Yes Virginia, there is a venture capital-backed IPO market.
Nine venture-backed companies raised $732.8 million through IPOs on U.S. exchanges last quarter, which is more than was raised during the previous four quarters combined, according to data from Thomson Venture Economics (publisher of PE Week) and the National Venture Capital Association.
After an IPO drought that followed the bursting of the technology bubble, the number of IPOs is not only up, their value is healthy, too, suggesting that the resurgence in IPOs could continue to pick up steam.
The average post-offering value for the quarter was more than $3 billion, which is an enormous leap from the $695 million post-offering value of the previous quarter.
“The market certainly has opened up, although it’s opened up selectively for companies that are making money,” says Steve Friedman, a general partner with New York-based Eos Partners. “I think that a lot of people had companies doing well over the last year, and basically made sure that they were ready when the market started to improve.”
Friedman was one of those people. In 1997, Eos led a $12 million investment in an Agoura Hills, Calif.-based digital audio company named Digital Theater Systems Inc. The deal came with a post-money valuation of approximately $27 million, and a board seat for Friedman.
Following an additional funding round and the establishment of a cash-flow positive balance sheet, Digital Theater filed in April 2003 for a $65 million IPO. Once it actually hit the Nasdaq on July 10, the company was valued at over $314 million. Like each of the other eight VC-backed IPOs that would follow it during the last three months, Digital Theater ended the quarter on an up-note even though the overall market indexes had declined.
The average bump in the IPO aftermarket was 16%, while the largest increase belonged to iPass Inc. The Redwood City, Calif.-based provider of enterprise networking software saw its stock rise from its July 24 offering price of $14 to a quarter-end mark of $23.50. Also scoring particularly big was Fremont, Calif.-based InterVideo Inc., which closed the quarter at $21.45 per share after joining the Nasdaq at $14 per share on July 17.
The quarter’s largest VC-backed offering was a $150 million deal from SigmaTel Inc., an Austin, Texas-based maker of integrated circuits for consumer audio products and wireless and broadband infrared applications. The company had been valued at just under $37 million following an $8.2 million capital infusion in March from investors Battery Ventures and INVESCO Private Capital.
VCs weren’t the only group to enjoy a healthy third quarter for new public offerings. The buyout-backed IPO market also rebounded, following a second quarter that witnessed not a single buyout-backed offering. Six buyout-backed companies priced IPOs on U.S. exchanges between July and September for a total take of $2.12 billion.
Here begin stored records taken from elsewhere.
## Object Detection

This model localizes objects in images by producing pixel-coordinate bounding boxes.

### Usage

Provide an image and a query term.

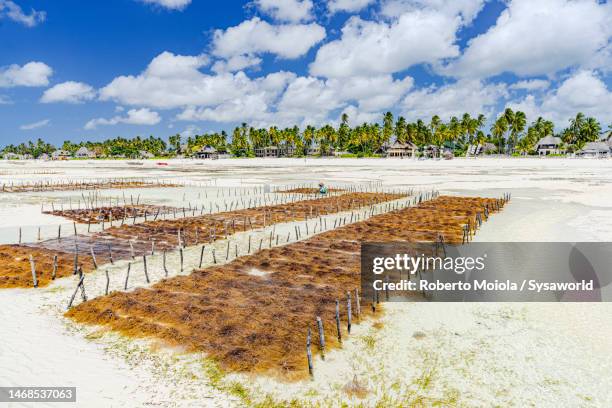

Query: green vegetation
[2,112,612,158]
Both this and the VC totals were part of a larger IPO market rebound in which 22 companies hit public market paydirt after just eight companies had done so in the previous six months.
Leading the buyout-backed pack was AMIS Holdings Inc., which is known to end-users as AMI Semiconductor. The Pecatello, Ind.-based company was founded in 1966 to make application-specific integrated circuits and was owned by a subsidiary of Japan Energy Electronic Materials Inc. until Citicorp Venture Capital and Francisco Partners paid $525 million for an 80% stake in early 2000. Japan Energy still owned a 20% stake prior to AMIS’ IPO on Sept. 24, which netted $600 million through the sale of 30 million common stock shares at $20 per share.
What is particularly interesting about AMIS, however, is that its top dog status does not carry over into its public market performance. In fact, AMIS is the only buyout-backed company to complete a Q3 2003 IPO and be trading below its offering price by market close on Sept. 30. AMIS sunk to $18.49 per share by the quarter’s end, while companies like Citadel Broadcasting and Anchor Glass Container Corp. were experiencing bumps over the respective launches.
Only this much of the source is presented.